Figure 6. HPV58 variant tree topologies and pairwise comparisons of individual complete genomes.

The phylogenetic tree was constructed as described in Figure 2. Distinct variant lineages (i.e., termed A, B, C and D) are classified according to the topology and nucleotide sequence differences from >1% to <10%. Distinct sublineages (i.e., termed A1, A2, A3, B1, B2, D1 and D2) were also inferred from the tree topology and nucleotide sequence differences in the >0.5% to <1% range. The percent nucleotide sequence differences were calculated and are shown in the panel to the right of each phylogeny as described in Figure 2.

Figure 7. HPV67 variant tree topologies and pairwise comparisons of individual complete genomes.

The phylogenetic tree was constructed as described in Figure 2. Distinct variant lineages (i.e., termed A and B) are classified according to the topology and nucleotide sequence differences from >1% to <10%. Distinct sublineages (i.e., termed A1 and A2) were also inferred from the tree topology and nucleotide sequence differences in the >0.5% to <1% range. The percent nucleotide sequence differences were calculated and are shown in the panel to the right of each phylogeny as described in Figure 2.

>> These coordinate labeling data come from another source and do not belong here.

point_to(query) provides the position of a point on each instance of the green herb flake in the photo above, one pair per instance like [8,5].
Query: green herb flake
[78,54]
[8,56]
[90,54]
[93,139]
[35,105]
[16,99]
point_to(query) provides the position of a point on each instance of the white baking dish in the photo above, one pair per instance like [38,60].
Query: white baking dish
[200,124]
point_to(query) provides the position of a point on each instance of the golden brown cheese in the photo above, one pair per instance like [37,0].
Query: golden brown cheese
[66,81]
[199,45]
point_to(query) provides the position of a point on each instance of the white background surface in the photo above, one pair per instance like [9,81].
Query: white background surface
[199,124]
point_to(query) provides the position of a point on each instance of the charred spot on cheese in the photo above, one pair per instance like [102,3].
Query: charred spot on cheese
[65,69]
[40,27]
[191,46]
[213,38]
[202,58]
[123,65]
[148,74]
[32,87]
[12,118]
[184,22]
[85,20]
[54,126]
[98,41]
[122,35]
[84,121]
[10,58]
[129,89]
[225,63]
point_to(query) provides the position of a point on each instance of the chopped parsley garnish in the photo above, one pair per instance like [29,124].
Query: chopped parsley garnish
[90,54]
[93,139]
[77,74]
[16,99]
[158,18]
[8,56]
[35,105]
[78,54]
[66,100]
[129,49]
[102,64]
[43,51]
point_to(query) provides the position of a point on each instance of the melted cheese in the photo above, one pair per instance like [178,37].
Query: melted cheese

Figure 8. Diagnostic lineage-specific single nucleotide polymorphisms (SNPs) and their position in the genome.

Lineage-specific SNPs were determined from alignments of type specific variants using the program MacClade v4.08 . The position of variants across HPV lineage(s) and sublineage(s) are displayed to the right of the name of the clade from which the data was abstracted, as depicted in the phylogenetic trees in Figures 2– 7. The viral genome sequence differences for each sequenced isolate are displayed in Figure S2. Regions of the genome are displayed below the x-axis for reference. The graphic output was generated using Microsoft Excel.

Figure 9. Single-nucleotide polymorphism (SNP) rarefaction curves.

The program EstimateS v8.2.0 for Mac OS (downloaded from: http://viceroy.eeb.uconn.edu/EstimateS) was used to illustrate the curves. The Y-axis represents the total number of parsim-informative single nucleotide polymorphisms (SNPs) observed in at least 2 genomes of a specific type. Insertion and deletions are counted as one event equal to a single SNP. The X-axis shows the number of sequenced isolates. The curve generated for variants of each HPV type are displayed by different lines as indicated by the key to the right of the curves. For reference, the number of variable nucleotide positions for HPV31, HPV33, HPV35, HPV52, HPV58 and HPV67 genomes are 3.8%, 2.4%, 1.8%, 4.4%, 5.1% and 1.7%, respectively (see Table 1).